La definición del “carácter” me
resulta única: “el valor ético que atribuimos a nuestros deseos y a nuestras
relaciones con los demás” (p. 10), dándole relevancia a las relaciones de la
persona con el mundo (inspirada en Horacio), pero remitiendo al largo plazo:
“El carácter se expresa por la lealtad y el compromiso mutuo, bien a
través de la búsqueda de objetivos a largo plazo, bien por la práctica de
postergar la gratificación en función de un objetivo futuro. De la confusión de
sentimientos en que todos vivimos en un momento cualquiera, intentamos salvar y
sostener algunos; estos sentimientos sostenibles serán los que sirvan a nuestro
carácter. El carácter se relaciona con los rasgos personales que valoramos en
nosotros mismos y por los que queremos ser valorados.” (p. 10)
Lo nuevo de este punto de
partida, que otorga un papel central en la mirada sociológica a algo que hemos
entendido tradicionalmente como un término exclusivamente psicológico e
individual (no social), es que no sitúa el debate en el concepto con el que más
activamente hemos asociado la dimensión subjetiva de la vida social: la
“identidad”. No he encontrado en la obra una explicación de esta elección, pero
intuyo que remite al hecho de que el concepto de “identidad” ha estado muy a
menudo asociado a pretensiones de depender de rasgos “esenciales” de los sujetos
sociales. La “identidad” ha sido muy útil a quienes han pretendido apuntar a la
existencia de sujetos sociales marcados por condiciones ajenas a la voluntad y la elección (el
sexo, la etnia, incluso la raza o el territorio), de lo que hemos considerado
conceptualmente como “estructuras”, mientras que Sennett apela a elecciones
subjetivas que adoptamos éticamente y, más aún, los deseos y sentimientos en el
contexto de nuestras “relaciones con el mundo”.
Este
término, por tanto, me parece que sienta las bases de una sociología en la que
lo íntimo y personal están en el centro de los análisis de las dinámicas y
procesos del poder. Y aunque el autor no muestra un interés específico por
señalar cómo este planteamiento puede facilitar la ruptura con el sesgo
patriarcal de la investigación social cuando se aproxima al análisis del mundo
de “lo productivo”, desde mi punto de vista da cuerpo a una forma de afrontar
la mirada feminista del mundo contemporáneo que creo que vale la pena explorar.

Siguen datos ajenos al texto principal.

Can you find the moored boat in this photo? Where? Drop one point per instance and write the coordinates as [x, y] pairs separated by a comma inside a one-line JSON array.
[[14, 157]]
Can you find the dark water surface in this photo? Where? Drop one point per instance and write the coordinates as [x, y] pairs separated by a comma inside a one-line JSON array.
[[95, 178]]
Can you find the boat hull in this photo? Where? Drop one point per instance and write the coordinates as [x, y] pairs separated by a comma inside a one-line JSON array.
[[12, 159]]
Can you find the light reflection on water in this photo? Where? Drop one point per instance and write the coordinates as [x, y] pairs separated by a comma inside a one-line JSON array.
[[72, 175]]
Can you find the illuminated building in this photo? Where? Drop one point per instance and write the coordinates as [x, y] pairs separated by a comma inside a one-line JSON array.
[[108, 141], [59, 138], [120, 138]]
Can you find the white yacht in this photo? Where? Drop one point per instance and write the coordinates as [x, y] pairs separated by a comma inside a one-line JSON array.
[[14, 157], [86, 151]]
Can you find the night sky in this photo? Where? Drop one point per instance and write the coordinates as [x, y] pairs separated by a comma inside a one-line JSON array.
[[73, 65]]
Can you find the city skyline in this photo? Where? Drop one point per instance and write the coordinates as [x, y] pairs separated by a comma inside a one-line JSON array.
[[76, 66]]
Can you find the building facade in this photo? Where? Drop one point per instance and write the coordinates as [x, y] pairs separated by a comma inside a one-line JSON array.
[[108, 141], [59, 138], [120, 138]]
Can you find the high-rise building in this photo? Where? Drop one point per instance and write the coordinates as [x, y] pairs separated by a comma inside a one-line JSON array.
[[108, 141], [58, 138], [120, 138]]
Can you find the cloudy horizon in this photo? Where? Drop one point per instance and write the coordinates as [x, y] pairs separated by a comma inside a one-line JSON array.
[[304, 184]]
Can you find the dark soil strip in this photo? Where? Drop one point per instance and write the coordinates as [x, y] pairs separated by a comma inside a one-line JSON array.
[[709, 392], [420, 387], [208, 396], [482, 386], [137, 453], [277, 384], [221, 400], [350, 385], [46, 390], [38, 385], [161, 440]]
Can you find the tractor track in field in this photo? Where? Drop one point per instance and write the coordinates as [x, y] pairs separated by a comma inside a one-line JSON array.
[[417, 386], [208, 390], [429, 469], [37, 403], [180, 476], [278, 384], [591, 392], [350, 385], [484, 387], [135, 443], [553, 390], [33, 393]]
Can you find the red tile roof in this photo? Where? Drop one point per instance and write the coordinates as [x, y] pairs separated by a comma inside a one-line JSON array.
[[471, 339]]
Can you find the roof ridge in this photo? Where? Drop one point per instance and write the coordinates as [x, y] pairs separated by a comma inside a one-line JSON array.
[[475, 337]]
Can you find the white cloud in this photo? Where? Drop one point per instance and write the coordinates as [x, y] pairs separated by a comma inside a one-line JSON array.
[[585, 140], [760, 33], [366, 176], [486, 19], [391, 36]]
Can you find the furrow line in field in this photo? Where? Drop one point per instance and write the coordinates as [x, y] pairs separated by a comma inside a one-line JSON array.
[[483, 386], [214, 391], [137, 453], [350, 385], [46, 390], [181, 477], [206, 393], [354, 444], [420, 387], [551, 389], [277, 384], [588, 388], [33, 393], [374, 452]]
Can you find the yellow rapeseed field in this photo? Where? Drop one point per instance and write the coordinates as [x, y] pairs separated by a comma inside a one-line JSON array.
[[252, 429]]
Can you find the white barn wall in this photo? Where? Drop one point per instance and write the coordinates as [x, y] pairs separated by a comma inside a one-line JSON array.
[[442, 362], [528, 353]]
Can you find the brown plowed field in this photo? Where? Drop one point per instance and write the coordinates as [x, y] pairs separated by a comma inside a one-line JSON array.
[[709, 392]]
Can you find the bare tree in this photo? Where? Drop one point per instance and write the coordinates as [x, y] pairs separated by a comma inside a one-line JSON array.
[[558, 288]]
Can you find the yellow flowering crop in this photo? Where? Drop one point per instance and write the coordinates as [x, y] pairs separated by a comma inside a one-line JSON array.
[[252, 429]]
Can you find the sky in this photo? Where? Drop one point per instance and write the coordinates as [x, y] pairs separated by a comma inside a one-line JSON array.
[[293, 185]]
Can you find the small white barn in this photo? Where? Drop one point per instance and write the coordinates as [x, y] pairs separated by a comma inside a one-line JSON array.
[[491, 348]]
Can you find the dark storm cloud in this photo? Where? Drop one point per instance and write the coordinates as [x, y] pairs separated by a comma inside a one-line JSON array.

Con todo, me voy a centrar en otra “utilidad” de este genial
concepto que me remite a entender ciertas vivencias que en los últimos
años –yo hablaría de la última década- he podido experimentar en organizaciones
de carácter social y político y que me ha sido difícil comprender desde las
categorías heredadas de la propia sociología e incluso la psicología social.
Para ello, el propio título del libro es crucial, “la corrosión del carácter”,
cuya génesis para mí se resume de entrada en una sencilla frase en los inicios
del libro: “las cualidades del buen trabajo no son las cualidades del buen
carácter” (p. 20). Es decir, las transformaciones en “la manera de organizar el
tiempo y en especial el tiempo de trabajo” en nuestros días pueden estar
lanzando a la deriva los buenos valores que en la vida interior y emocional las
personas pueden haber elegido, de modo que la lógica desde la que funcionamos
en las organizaciones no tenga nada que ver con las elecciones que hayamos
podido asumir incluso para vincularnos a organizaciones que se supone se
crearon para desarrollar fines contra las injusticias, las corruptelas y los
efectos nocivos de nuestra sociedad.
Una primera característica sobre
la que el autor llama la atención y que sustenta esta “corrosión del carácter”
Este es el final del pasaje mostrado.